The irregularly located AQ monitoring stations (cyan circles) and the weather grid centres (red ‘+’ symbols). Station named ‘Corte de Cortesi’ is marked as a red circle.).

Fig. 5
figure 5

Daily 2 m temperature time series (WE_temp_2m) from 2016 to 2021 for the monitoring station named ‘Corte De Cortesi’ (see red point in Fig. 4).

Emissions

This section describes the harmonisation process for the EM variables summarised in Table 9. The data about EM are from the CAMS datasets with a monthly temporal resolution and on a regular grid. As done for the WE variables, we performed a two-step transformation process to create daily emission time series. In the first step, we use the same IDW approach described for WE variables to compute emission values related to each monitoring station with monthly resolution. In the second step, we use spline interpolation techniques to convert the series to the same daily temporal resolution. To avoid oscillations, overshoots, edge effects and negative values, we use piecewise cubic Hermite interpolating polynomials (PCHIP)32. As discussed in more detail in the Technical validation Section, this method interpolates the data smoothly, while retaining the data’s shape and monotonicity.

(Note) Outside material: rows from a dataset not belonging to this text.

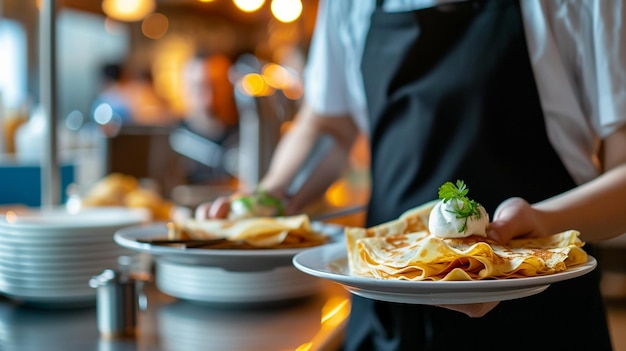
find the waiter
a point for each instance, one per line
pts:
(513, 97)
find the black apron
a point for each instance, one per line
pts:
(451, 95)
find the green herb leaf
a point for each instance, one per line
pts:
(462, 206)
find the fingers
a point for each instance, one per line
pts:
(511, 219)
(474, 310)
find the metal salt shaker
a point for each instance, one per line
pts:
(116, 301)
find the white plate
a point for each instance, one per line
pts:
(330, 262)
(58, 219)
(279, 284)
(232, 260)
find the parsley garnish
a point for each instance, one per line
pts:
(462, 206)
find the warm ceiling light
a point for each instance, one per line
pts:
(248, 5)
(128, 10)
(286, 11)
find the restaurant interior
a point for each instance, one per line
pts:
(128, 87)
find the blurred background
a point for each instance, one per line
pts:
(188, 96)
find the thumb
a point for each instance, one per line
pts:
(508, 220)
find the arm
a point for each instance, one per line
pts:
(296, 145)
(597, 208)
(291, 152)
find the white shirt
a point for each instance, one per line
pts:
(577, 51)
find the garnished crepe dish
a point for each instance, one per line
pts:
(280, 232)
(446, 239)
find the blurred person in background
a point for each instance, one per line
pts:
(208, 95)
(210, 120)
(523, 100)
(128, 97)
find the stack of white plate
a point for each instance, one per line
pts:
(48, 256)
(216, 285)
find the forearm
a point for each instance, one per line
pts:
(597, 208)
(295, 147)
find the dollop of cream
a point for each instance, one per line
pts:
(442, 222)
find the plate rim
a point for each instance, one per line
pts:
(125, 237)
(338, 251)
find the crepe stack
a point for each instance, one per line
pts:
(250, 233)
(403, 249)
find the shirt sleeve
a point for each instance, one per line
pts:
(324, 77)
(609, 64)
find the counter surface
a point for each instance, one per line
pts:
(167, 323)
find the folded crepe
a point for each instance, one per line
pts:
(254, 232)
(404, 249)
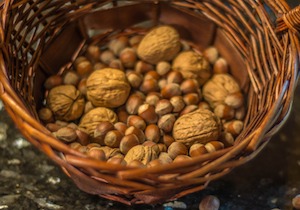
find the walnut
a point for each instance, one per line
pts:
(142, 153)
(66, 102)
(91, 119)
(107, 88)
(200, 126)
(216, 90)
(192, 65)
(160, 44)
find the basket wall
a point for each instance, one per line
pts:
(259, 39)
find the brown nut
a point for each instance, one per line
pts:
(163, 107)
(113, 138)
(197, 150)
(177, 148)
(152, 133)
(170, 90)
(128, 142)
(147, 112)
(136, 131)
(166, 122)
(213, 146)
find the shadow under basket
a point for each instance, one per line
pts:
(259, 39)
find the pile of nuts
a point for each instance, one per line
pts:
(145, 100)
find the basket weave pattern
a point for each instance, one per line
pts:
(259, 39)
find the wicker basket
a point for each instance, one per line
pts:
(259, 39)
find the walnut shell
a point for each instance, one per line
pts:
(160, 44)
(192, 65)
(200, 126)
(107, 88)
(142, 153)
(91, 119)
(218, 88)
(66, 102)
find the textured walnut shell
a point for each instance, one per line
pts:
(218, 88)
(160, 44)
(107, 88)
(142, 153)
(91, 119)
(66, 102)
(200, 126)
(192, 65)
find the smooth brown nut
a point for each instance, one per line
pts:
(66, 102)
(84, 68)
(113, 138)
(224, 111)
(192, 65)
(163, 67)
(53, 81)
(91, 119)
(134, 78)
(147, 112)
(213, 146)
(136, 121)
(136, 131)
(200, 126)
(177, 103)
(211, 54)
(160, 44)
(234, 127)
(234, 100)
(128, 142)
(152, 133)
(166, 122)
(149, 85)
(103, 128)
(163, 107)
(66, 134)
(107, 88)
(128, 57)
(133, 103)
(220, 66)
(191, 98)
(46, 115)
(170, 90)
(120, 126)
(189, 86)
(174, 77)
(177, 148)
(209, 202)
(96, 153)
(197, 150)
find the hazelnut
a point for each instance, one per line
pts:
(213, 146)
(128, 57)
(166, 122)
(147, 112)
(174, 77)
(220, 66)
(127, 142)
(177, 148)
(177, 103)
(136, 131)
(171, 90)
(197, 150)
(133, 103)
(209, 202)
(163, 107)
(152, 133)
(53, 81)
(84, 68)
(136, 121)
(113, 138)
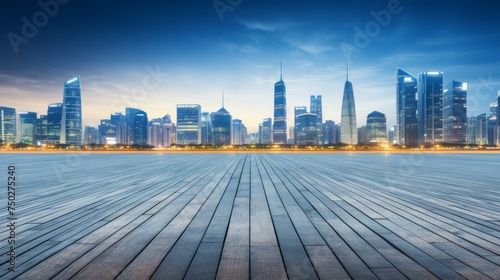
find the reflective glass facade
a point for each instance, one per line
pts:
(71, 126)
(406, 109)
(455, 113)
(348, 129)
(430, 107)
(8, 125)
(188, 124)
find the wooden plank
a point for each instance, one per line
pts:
(266, 263)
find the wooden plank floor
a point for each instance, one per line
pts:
(255, 216)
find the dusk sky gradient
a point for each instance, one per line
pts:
(116, 45)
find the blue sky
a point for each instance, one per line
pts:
(153, 55)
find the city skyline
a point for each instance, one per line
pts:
(176, 54)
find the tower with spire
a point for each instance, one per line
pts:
(348, 128)
(279, 125)
(221, 126)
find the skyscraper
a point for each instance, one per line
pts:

Table 9 Pollutant EM variables [mg/m2] present in the Agrimonia dataset with daily temporal resolution. For each EM variable we use IDW function as spatial transformation and PCHIP interpolation function to transform form monthly to daily temporal resolution. More detail on the transformation process can be found in the metadata file named ‘Metadata_Agrimonia.csv’ available with Agrimonia dataset6.

Livestock

In this section, we describe the harmonisation process for the LI variables summarised in Table 10. The data related to the livestock sector are retrieved from the BDN dataset, which provides the number of bovines and swine aggregated at the municipality level. The BDN dataset is updated every six months, in June and in December. As a result, for each municipality, a time series of 12 values are available. Each AQ station is associated with the time series of the municipality to which it belongs, see Fig. 6 for swine and bovines. Due to the particular municipality shape, the station named ‘Vallelaghi_T1191A’ is within a municipality whose centroid is outside of the considered augmented domain, therefore the value of the closest municipality in the area considered is taken.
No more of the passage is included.